I heard the sound of groaning wood and turned to see a dark-haired woman, about my age, maybe a little older, sitting on a sofa behind me. She didn’t seem to notice me. She was pretty, but had tired eyes, and wore a dress with little multicolored dots that look like they jumped off a bag of Wonder Bread.

“Uh, hi,” I said.

She started speaking without making eye contact.

“You need a break. Come out with me. Have an old-fashioned. My treat.”

“Excuse me?”

She used her palms to smooth out her Wonder Bread dress, then stood up and walked right by me. Like I wasn’t even there.

I pushed myself up off the floor, trying to figure out what the hell was going on. Had I been sleepwalking? Did I wander into someone else’s apartment on a different floor? The layout of this room was identical to my grandpop’s apartment. Maybe I was in 2-A, or something. Of course, I had no idea how I might have pulled off such a trick.

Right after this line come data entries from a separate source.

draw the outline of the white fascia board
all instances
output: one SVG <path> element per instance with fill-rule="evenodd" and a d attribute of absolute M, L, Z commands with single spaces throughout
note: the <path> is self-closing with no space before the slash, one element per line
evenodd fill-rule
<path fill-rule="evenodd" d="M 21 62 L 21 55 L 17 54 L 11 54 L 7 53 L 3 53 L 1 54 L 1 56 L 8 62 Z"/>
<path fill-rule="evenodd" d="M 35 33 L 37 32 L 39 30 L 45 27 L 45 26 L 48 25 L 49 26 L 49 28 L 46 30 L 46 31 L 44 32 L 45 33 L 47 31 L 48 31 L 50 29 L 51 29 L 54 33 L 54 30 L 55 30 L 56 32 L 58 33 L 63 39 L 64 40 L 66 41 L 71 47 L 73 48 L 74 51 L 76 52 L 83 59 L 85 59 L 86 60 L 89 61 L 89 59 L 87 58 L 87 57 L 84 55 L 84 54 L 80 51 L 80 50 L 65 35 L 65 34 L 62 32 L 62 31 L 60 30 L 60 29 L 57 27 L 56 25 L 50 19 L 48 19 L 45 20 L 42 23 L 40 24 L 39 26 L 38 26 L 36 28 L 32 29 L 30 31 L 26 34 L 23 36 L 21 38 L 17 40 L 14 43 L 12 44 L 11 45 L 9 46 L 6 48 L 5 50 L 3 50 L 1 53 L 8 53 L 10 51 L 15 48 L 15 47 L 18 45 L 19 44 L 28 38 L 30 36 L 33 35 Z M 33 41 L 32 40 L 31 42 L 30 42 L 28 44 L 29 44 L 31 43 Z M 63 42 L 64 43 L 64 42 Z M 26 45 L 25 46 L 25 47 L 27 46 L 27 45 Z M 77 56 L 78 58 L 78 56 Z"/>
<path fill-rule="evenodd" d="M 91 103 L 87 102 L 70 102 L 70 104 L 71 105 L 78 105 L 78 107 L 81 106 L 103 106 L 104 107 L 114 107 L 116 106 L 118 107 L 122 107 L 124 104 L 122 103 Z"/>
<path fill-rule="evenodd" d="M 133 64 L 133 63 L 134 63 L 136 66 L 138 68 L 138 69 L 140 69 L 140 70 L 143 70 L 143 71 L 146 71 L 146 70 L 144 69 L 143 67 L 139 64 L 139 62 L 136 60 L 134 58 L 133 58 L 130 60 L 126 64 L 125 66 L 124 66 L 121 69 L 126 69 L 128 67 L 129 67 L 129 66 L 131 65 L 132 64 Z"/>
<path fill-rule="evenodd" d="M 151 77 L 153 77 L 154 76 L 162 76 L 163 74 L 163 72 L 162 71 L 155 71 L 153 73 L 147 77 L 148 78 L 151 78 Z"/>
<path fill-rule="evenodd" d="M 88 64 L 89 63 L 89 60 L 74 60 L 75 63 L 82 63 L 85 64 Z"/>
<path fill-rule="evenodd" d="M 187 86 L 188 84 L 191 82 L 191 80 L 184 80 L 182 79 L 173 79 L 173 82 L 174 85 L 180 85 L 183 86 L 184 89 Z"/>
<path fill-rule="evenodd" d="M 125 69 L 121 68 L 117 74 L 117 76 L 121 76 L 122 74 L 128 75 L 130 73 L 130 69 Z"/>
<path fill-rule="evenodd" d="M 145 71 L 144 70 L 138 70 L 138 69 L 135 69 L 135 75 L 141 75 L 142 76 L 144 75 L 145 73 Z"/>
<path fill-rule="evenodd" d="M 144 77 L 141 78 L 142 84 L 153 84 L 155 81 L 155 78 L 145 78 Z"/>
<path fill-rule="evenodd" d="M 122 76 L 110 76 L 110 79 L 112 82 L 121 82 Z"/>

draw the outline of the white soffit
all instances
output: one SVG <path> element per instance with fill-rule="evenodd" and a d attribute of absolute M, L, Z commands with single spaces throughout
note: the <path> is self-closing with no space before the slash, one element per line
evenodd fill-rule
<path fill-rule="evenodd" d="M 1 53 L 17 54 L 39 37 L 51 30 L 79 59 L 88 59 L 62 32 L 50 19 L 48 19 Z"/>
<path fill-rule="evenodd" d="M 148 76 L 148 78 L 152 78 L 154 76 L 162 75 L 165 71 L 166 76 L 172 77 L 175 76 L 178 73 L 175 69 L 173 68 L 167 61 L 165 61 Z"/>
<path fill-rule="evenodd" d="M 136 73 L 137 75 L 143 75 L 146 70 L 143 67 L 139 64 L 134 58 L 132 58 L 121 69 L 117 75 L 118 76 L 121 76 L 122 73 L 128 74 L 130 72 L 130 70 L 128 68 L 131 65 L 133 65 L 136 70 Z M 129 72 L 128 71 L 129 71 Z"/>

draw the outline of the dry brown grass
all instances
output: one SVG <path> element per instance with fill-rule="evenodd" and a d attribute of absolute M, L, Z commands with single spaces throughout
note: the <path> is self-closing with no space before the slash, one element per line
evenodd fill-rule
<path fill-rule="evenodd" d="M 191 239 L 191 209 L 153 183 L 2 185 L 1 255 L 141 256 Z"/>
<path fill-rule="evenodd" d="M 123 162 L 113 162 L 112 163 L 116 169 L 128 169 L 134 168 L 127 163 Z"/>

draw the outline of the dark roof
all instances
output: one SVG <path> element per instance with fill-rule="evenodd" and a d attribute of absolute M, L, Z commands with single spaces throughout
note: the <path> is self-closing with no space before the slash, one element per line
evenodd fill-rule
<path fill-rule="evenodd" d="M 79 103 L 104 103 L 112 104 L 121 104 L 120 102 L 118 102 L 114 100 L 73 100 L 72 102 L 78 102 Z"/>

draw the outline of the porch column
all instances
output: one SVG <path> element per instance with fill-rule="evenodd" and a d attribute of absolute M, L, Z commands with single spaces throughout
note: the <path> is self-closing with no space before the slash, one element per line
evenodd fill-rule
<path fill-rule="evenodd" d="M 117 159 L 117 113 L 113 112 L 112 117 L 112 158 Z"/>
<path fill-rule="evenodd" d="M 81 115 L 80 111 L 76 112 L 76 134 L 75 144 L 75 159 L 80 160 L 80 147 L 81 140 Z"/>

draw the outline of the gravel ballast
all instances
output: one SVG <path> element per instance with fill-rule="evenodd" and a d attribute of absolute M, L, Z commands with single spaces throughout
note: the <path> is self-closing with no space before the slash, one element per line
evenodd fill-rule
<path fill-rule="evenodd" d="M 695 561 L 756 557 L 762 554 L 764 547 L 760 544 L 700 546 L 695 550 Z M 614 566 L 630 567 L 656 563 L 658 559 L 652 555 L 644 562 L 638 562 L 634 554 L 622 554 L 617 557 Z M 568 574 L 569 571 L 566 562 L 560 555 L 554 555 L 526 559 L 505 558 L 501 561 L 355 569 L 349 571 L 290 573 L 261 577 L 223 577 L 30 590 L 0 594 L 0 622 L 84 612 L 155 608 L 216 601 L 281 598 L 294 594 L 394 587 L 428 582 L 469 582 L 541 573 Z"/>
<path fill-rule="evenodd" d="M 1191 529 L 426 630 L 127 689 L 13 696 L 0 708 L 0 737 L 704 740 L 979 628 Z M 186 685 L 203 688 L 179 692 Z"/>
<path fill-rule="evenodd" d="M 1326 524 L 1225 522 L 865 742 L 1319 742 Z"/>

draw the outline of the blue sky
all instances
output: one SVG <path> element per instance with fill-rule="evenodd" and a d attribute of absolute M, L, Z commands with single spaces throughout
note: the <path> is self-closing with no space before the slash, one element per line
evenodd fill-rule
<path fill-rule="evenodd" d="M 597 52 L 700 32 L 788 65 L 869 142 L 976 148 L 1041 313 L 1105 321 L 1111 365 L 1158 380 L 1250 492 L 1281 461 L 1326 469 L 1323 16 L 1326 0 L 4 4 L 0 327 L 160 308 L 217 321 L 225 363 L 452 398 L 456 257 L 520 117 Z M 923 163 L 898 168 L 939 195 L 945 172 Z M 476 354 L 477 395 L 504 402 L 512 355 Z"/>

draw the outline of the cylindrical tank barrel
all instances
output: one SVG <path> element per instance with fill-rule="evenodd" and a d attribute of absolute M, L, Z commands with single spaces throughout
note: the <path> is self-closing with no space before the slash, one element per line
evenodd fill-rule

Across the room the Wonder Bread Woman picked up a pack of Lucky Strikes from the top of my grandpop’s polished wooden desk. It looked like the same desk on which I’d lined up my empties a short while ago. Only now there was a big guy sitting behind the desk—a seriously big guy. He wore a wrinkled white shirt, and the sleeves were rolled up, revealing forearm hair thick enough to catch flies.

The woman shook a cigarette loose, clicked open a metal snap lighter, puffed the cigarette to life.

The big guy sighed.

“I still need to type up these reports and I have someone coming by shortly for a session,” he said.

“You work too many nights, Mitchell,” the woman said.

“I have to. It’s part of the exp—…job.”

“There are more interesting ways to spend the night than talking to boring patients about their dreams. You could, for instance, be talking to me.”

There was an awkward silence. Awkward for me, mostly. The fat guy behind the desk—Mitchell—finally broke it.

“Look, you should go downstairs to your boy, Erna. Feed him some dinner. It’s late. He’s probably starving.”

“The boy’s fine,” she said. “He knows how to open a can.”

Mitchell sighed and sat back in his chair. The floorboards creaked under his weight.

“Erna, sometimes I wonder if it was a mistake to let you have an apartment here.”

“Admit it. You love having me around.”

“Not when I have work to do.”

Okay, whatever was going on here, it was none of my business, and I should get the hell out. I took a few cautious steps toward the desk.

“Hey, yeah,” I said. “Look—Mitchell? Erna? I’m really sorry, guys. I don’t know what happened, but I’ll show myself out, okay?”